Nitrogen
oxides (NOx) are significant sources of air pollution. Nitrogen oxides like
Nitric oxide (NO) and Nitrogen dioxide (NO2) are mainly responsible for the
acid rain and smog. Nitrous oxide (N2O), also known as the laughing gas, is the
major greenhouse gas that is responsible for the ozone layer's damage in the
troposphere. According to the Environmental Protection Agency (EPA) report, one
pound of N2O is 300 times more potent greenhouse gas than one pound of CO2. The
significant emitters of Nitrogen oxides (NOx) are automobiles, agricultural
sources, thermal power plants, and chemical processes like Nitric acid
production plants, paint manufacturing, etc. This study mainly focuses on the tail gas
emitted from the Nitric acid production facility. The tail gas emitted during
the HNO3 production consists of almost 2% of O2, 200-400 ppm of NO2, and NO,
whereas 800 ppm of N2O. As N2O is the
most emitted gas from the Nitric acid production facility, it is followed by
NO2 and NO, so it is essential to reduce these pollutants from the tail gas.
Selective catalytic reduction (SCR) is a well-known technique currently
involved in reducing NOx via the adsorption process from the Nitric acid
production facility. But the costs involved in these methods are quite high.
Nanoporous materials like zeolite exhibit uniform pore size and high thermal
stability are said to be the promising adsorbents of NOx. The availability of a
large number of zeolites makes it impossible to identify the proper zeolite for
NOx adsorption experimentally. In such situations, molecular simulations are a
powerful tool that can help identify the perfect zeolite. The time and cost
involved in the process of molecular simulations are very low. In this work, Monte Carlo simulations
involving reaction ensemble are implemented to obtain the equilibrium
composition of NOx components at desired operating conditions in the Brick
molecular simulation package.
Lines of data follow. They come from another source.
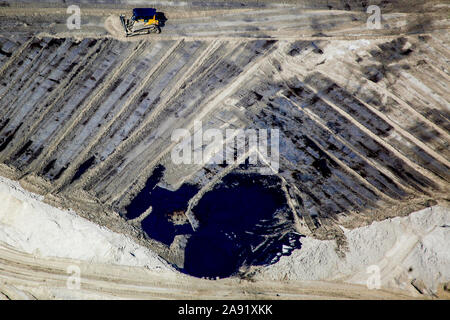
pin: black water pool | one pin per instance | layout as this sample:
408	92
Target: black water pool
243	221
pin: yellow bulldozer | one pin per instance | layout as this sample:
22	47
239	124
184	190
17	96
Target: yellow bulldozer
143	21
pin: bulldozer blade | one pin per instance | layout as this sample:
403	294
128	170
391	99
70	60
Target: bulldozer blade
122	20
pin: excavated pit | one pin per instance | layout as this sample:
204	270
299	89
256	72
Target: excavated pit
86	119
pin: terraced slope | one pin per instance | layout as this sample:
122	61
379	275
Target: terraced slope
363	119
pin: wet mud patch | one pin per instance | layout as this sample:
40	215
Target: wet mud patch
243	221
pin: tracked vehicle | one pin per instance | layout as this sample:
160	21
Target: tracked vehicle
143	21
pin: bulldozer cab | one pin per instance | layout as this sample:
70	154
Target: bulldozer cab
143	21
147	15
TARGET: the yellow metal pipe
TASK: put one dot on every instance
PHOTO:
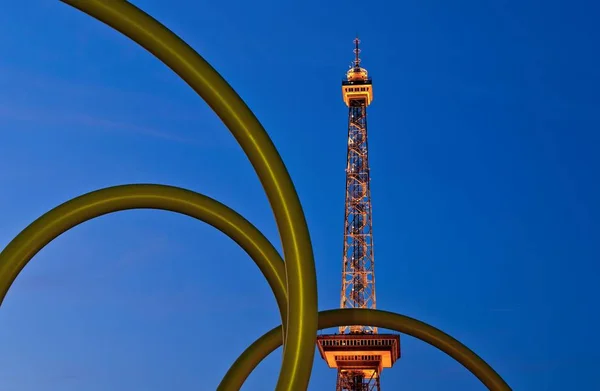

This is followed by Grand Canonical Monte Carlo
simulations (GCMC) and Reactive Grand Canonical Monte Carlo simulations
(RXMC-GCMC) for pure and quaternary NOx gas mixture adsorption in five
different zeolites (FAU, FER, MOR, MFI, and TON) using simulation package
RASPA. The composition results from the reaction ensemble are validated with
the composition results obtained using the Gibbs minimization technique in the
MATLAB model, and the results are in good agreement. The quaternary gas mixture
adsorption results in five different frameworks from RXMC-GCMC simulations are
then validated in Ideal adsorbed solution theory in the Python model, and the
results are in good agreement at the given operating conditions.